Polarized cells in the brain, such as neurons and glia, rely on the asymmetric distribution of their proteins compartmentalizing the function of dendrites, axons, glial projections and endfeet. Subcellular proteomes can be assembled either by the transport of proteins synthesized in the cell soma or by the delivery of mRNAs to target compartments where they are locally translated into protein. This latter mechanism is known as local protein synthesis or local translation, and it has been best studied in neurons. Increasing evidence suggest it is also required to maintain local protein homeostasis in glial cells, however, in microglia, local translation remains largely unexplored. Given the scant evidence, we aimed at exploring the existence of local translation in peripheral microglial processes (PeMPs) and unravel its functional significance in response to inflammation, a major hallmark of neurodegenerative diseases. We report that local translation in PeMPs is enhanced by triggering a microglial inflammatory response with bacterial lipopolysaccharides (LPS). We found that Actb mRNA polarizes to PeMPs and is locally translated upon LPS exposure. mRNA localization in eukaryotic cells is driven by RNA binding proteins.

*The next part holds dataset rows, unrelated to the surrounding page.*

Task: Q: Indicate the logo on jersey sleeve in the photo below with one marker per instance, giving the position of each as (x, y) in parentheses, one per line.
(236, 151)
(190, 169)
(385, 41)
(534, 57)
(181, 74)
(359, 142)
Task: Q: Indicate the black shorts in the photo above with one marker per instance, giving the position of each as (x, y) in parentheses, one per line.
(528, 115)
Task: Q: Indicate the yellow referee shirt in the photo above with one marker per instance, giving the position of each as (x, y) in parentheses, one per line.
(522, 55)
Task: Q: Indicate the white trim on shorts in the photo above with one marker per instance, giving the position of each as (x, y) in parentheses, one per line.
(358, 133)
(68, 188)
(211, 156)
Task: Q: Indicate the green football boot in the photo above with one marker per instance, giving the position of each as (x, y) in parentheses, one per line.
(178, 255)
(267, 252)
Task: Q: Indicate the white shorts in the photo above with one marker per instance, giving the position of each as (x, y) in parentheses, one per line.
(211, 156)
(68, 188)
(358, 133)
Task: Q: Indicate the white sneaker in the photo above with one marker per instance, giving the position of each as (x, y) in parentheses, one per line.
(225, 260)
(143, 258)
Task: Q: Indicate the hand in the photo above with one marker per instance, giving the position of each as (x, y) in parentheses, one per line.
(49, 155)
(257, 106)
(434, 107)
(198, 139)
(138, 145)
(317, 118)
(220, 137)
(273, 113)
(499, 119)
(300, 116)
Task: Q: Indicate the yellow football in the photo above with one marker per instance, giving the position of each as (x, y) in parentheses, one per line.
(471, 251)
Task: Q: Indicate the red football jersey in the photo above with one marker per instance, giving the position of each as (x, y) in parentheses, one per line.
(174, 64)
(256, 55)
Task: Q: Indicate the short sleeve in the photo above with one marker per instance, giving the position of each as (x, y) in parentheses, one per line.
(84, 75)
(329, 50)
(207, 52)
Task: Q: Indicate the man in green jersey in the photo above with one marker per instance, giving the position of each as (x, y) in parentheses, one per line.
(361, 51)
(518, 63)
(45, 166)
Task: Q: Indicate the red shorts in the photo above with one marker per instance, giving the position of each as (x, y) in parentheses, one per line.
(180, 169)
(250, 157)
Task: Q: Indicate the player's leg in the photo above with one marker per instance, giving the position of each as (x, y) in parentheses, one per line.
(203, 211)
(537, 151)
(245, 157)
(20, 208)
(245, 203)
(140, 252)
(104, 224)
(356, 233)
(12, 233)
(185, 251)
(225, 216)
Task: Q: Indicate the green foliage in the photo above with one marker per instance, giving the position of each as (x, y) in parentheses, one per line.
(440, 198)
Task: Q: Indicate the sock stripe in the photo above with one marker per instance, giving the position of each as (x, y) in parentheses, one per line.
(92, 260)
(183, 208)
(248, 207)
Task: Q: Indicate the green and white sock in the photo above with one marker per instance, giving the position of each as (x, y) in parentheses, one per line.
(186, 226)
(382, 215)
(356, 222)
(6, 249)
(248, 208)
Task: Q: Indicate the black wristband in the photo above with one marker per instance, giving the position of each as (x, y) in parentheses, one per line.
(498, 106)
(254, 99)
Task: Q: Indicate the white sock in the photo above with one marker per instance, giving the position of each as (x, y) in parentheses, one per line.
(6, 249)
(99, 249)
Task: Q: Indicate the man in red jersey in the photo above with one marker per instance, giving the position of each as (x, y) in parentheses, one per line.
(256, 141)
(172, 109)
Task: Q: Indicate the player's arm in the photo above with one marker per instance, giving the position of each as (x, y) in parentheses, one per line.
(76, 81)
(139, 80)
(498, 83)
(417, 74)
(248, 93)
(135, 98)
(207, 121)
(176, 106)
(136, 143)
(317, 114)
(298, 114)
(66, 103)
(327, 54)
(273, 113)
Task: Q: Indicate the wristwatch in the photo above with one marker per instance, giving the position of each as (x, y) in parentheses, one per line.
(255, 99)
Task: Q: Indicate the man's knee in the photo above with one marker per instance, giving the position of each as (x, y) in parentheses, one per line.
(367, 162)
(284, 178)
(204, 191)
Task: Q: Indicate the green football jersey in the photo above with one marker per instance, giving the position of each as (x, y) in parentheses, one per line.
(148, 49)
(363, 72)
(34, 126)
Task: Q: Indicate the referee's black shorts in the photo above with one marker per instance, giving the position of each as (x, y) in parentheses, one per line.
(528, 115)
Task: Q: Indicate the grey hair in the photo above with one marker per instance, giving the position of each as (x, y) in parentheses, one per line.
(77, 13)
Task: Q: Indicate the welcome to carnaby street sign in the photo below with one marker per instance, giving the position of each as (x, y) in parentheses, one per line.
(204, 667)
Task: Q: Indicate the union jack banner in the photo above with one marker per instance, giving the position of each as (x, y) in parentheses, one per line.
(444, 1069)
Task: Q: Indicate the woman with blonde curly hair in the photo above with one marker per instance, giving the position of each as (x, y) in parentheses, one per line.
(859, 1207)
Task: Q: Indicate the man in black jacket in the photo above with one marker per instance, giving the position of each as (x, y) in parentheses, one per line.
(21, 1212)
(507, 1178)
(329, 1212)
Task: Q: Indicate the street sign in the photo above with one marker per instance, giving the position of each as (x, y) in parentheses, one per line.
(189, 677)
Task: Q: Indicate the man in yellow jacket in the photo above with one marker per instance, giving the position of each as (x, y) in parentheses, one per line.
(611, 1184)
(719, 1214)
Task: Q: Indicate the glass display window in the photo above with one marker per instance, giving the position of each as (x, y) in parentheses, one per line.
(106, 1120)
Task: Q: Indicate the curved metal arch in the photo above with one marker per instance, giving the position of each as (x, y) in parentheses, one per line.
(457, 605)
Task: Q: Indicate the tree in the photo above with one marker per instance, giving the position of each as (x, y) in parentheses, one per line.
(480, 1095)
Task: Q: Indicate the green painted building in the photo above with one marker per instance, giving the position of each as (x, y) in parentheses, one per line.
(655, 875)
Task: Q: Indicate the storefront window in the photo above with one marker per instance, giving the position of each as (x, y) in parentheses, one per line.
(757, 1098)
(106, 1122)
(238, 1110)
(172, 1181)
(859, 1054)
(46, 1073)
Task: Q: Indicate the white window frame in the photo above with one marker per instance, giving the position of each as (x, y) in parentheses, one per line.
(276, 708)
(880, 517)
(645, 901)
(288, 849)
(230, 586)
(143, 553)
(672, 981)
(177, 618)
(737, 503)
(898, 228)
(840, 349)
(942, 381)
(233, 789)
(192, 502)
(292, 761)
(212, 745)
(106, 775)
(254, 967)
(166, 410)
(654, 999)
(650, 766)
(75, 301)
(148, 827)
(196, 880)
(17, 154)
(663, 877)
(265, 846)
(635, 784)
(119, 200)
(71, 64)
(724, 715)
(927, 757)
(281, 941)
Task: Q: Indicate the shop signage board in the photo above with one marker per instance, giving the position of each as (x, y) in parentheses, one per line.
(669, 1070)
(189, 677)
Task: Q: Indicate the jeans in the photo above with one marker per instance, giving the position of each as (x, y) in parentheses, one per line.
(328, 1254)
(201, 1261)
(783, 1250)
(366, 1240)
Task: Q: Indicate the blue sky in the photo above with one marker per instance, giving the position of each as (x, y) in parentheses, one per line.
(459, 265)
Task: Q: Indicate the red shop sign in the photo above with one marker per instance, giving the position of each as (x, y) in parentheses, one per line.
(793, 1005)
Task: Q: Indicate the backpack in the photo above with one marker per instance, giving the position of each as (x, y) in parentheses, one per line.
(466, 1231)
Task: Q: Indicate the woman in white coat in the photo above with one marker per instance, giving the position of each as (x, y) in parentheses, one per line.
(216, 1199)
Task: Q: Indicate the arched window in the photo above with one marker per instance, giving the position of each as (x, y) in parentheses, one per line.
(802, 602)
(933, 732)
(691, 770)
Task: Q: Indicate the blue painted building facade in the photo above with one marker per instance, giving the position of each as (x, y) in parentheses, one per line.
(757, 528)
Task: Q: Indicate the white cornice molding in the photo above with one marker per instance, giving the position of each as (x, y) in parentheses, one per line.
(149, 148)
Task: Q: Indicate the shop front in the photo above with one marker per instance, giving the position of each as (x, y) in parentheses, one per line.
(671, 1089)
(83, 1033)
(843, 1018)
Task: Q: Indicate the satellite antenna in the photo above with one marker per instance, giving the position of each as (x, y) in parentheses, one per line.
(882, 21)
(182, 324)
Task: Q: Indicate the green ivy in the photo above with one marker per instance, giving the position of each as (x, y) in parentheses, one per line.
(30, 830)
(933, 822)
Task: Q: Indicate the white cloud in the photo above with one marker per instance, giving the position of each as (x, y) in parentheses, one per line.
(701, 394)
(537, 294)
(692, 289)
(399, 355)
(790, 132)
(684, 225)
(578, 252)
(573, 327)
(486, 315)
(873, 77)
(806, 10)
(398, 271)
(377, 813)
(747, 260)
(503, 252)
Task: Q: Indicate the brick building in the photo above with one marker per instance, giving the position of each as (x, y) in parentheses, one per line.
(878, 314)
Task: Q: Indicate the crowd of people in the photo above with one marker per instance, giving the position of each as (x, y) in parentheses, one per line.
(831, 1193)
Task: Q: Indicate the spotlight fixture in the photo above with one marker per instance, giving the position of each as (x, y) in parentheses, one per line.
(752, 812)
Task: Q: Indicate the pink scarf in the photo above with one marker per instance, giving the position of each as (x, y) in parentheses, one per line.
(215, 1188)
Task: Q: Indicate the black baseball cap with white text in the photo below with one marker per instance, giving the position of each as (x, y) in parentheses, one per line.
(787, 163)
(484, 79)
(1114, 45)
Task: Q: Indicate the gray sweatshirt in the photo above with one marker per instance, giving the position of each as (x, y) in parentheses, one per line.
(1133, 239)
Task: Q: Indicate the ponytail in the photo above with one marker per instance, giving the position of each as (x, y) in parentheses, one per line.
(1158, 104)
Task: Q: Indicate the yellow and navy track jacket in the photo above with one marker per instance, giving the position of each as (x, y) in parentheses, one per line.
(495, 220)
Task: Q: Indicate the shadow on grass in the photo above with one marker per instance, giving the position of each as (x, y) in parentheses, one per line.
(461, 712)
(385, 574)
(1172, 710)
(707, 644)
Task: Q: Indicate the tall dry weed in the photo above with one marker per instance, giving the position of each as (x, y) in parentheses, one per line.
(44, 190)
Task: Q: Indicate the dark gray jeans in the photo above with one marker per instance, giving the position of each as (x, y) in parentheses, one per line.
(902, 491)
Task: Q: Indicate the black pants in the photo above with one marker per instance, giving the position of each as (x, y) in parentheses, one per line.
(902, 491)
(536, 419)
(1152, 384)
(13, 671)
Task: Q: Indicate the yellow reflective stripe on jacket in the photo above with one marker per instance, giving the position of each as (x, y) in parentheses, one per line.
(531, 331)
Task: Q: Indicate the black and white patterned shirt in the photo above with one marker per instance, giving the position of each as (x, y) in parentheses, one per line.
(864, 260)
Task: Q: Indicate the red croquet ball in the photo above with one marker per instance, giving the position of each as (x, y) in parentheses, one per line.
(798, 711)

Interestingly, downregulation of the Actb binding protein IMP1/ZBP1 impaired Actb mRNA polarization and its localized translation, and led to defects in filopodia distribution, PeMP motility, lamellar directed migration and phagocytosis in microglia. Thus, our work contributes to recent findings that mRNA localization and localized translation occur in microglia and gives a mechanistic insight into the relevance of this molecular mechanism in fundamental microglial functions in response to inflammation.